A quelle parole Clarke si mise a ridere, accarezzando con leggerezza il pelo di Yeti.

«Non dargli dello psicopatico, altrimenti si offende».

Bellamy la guardò come se improvvisamente fosse impazzita e forse lo era anche. Sentiva come se quella situazione la stesse davvero per portare alla follia e per un momento si rabbuiò, ma non voleva farlo capire al ragazzo che le stava accanto, dunque si stampò in fretta un sorriso in faccia e fece finta di niente.

«È tutto a posto Principessa?».

«Tutto bene sì» come al solito Bellamy si era accorto però che qualcosa non andava. «È solo… frustrante.
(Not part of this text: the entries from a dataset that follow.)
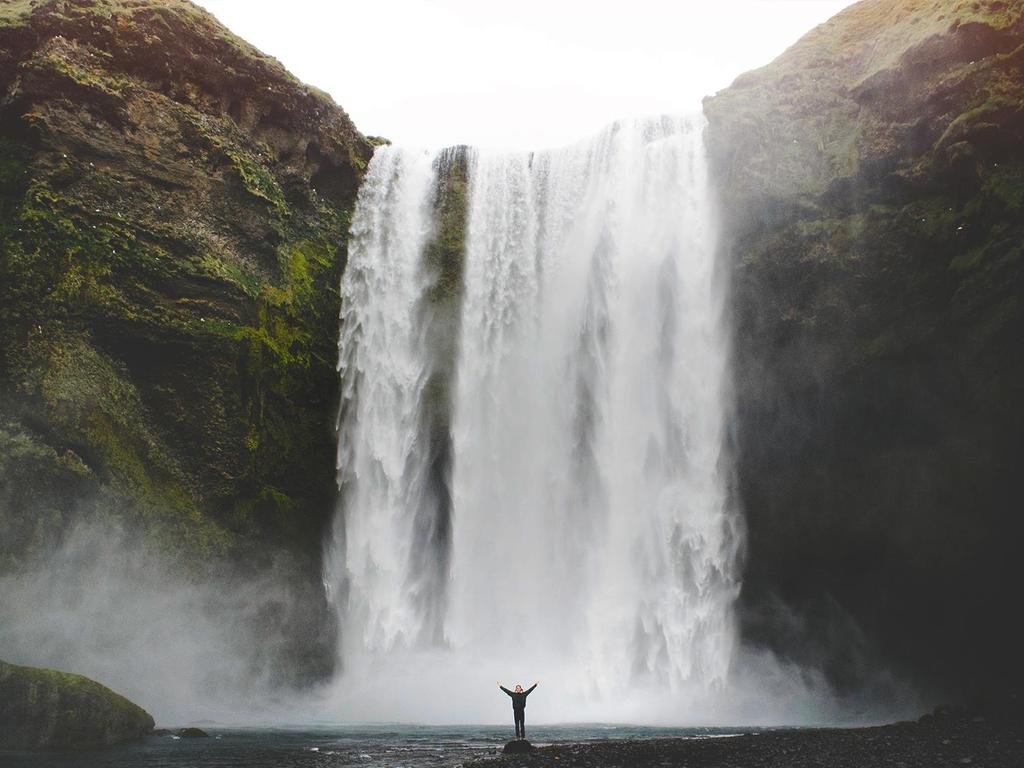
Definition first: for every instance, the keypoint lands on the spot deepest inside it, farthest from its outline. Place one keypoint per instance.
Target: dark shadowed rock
(872, 189)
(50, 710)
(173, 216)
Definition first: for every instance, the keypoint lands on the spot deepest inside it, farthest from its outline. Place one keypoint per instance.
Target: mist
(104, 604)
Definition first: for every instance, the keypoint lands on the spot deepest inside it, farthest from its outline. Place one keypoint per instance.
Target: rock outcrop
(173, 214)
(872, 183)
(50, 710)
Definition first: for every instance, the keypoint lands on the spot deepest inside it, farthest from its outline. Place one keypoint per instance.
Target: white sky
(517, 74)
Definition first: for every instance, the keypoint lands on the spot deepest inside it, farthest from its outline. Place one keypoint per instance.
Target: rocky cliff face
(173, 213)
(50, 710)
(872, 184)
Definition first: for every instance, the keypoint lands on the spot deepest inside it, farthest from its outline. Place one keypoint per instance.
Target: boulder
(50, 710)
(518, 747)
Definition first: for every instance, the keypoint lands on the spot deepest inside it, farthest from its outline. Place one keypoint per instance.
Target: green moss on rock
(173, 215)
(49, 710)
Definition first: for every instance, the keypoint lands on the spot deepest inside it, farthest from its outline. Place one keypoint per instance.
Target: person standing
(518, 697)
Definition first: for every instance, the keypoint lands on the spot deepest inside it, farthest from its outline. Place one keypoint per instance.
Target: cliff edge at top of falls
(872, 186)
(173, 213)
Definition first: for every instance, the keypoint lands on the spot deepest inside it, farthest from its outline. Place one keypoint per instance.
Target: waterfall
(581, 529)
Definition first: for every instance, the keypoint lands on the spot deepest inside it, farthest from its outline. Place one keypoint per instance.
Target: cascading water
(582, 530)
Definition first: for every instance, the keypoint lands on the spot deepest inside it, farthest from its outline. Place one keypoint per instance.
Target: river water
(368, 747)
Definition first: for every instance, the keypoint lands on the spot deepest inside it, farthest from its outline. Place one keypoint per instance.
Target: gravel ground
(931, 742)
Insomma, non riesco a capirne il senso, non ho le informazioni che mi servono! E ora che ho capito che si tratta di qualcosa più a livello genetico piuttosto che farmacologico avrei potuto consultare i libri di mio padre… se solo non fossero andati distrutti insieme a tutto il resto. Vorrei semplicemente parlare con qualcuno che ne sa più di me» la ragazza emise uno sbuffo, sul volto un sorriso triste. «Vorrei parlare con mio padre».
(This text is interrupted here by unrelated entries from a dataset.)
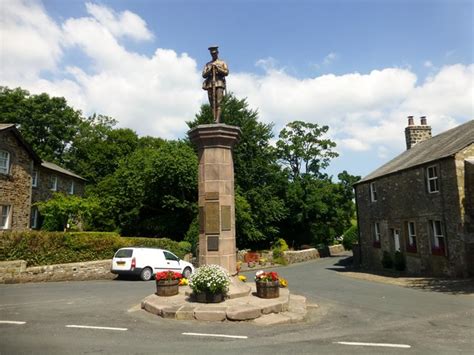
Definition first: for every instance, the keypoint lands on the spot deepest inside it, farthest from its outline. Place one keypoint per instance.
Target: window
(376, 235)
(438, 245)
(34, 218)
(5, 212)
(4, 162)
(34, 178)
(411, 245)
(373, 192)
(54, 183)
(432, 179)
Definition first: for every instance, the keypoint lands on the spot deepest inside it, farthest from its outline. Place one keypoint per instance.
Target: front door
(396, 239)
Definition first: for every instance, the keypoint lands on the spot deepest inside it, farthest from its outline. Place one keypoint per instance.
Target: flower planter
(167, 288)
(204, 297)
(268, 289)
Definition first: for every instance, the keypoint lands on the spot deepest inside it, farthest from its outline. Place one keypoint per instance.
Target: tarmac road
(354, 317)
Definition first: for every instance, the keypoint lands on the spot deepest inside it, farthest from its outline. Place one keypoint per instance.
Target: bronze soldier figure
(215, 72)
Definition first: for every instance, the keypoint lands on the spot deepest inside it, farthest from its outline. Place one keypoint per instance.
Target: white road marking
(387, 345)
(218, 335)
(11, 322)
(92, 327)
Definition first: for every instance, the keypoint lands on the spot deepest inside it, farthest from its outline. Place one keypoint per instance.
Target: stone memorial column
(216, 193)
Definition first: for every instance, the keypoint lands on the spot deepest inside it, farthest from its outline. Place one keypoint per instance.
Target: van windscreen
(124, 253)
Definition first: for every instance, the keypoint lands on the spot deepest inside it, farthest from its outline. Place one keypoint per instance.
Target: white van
(145, 262)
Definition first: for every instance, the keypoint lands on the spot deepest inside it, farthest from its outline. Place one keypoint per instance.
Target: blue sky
(358, 66)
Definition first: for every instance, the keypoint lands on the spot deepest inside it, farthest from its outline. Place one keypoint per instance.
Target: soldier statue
(215, 72)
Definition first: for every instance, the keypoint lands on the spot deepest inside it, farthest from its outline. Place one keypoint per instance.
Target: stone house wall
(15, 187)
(403, 197)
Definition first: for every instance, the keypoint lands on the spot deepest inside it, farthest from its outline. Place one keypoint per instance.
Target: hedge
(46, 248)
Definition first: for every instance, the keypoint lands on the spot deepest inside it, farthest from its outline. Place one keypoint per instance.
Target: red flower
(168, 276)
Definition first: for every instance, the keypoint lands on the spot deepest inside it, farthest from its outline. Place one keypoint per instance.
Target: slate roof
(45, 164)
(443, 145)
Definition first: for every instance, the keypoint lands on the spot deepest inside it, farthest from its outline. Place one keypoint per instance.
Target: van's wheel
(187, 272)
(146, 274)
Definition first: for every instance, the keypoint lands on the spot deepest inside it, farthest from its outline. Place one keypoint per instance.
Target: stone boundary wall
(336, 249)
(17, 272)
(301, 255)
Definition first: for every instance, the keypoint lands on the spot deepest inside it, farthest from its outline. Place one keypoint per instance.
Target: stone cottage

Bellamy le prese una mano.

«Lo so Clarke. Credimi, anch’io penso tutti i giorni a mia madre e penso che vorrei vederla almeno un’ultima volta, avere l’occasione di salutarla, di dirle quanto fosse importante per me, ma purtroppo la vita è così e per quanto ci piaccia credere il contrario, non ne avremo mai il pieno controllo. È tutto un insieme di avvenimenti, di momenti che non solo vengono definiti da noi, ma anche dagli altri. Persone che magari non conosciamo nemmeno, ma che in un momento possono ribaltare il corso della nostra vita. È una spirale e noi siamo presi dentro, possiamo controllare la direzione forse, però se succede un incidente… non c’è poi molto che si possa fare a parte contenere il danno, se possibile. Non dico di lasciarsi trasportare dalla corrente per inerzia, ma… essere dei maniaci del controllo di certo non aiuta e non serve a niente».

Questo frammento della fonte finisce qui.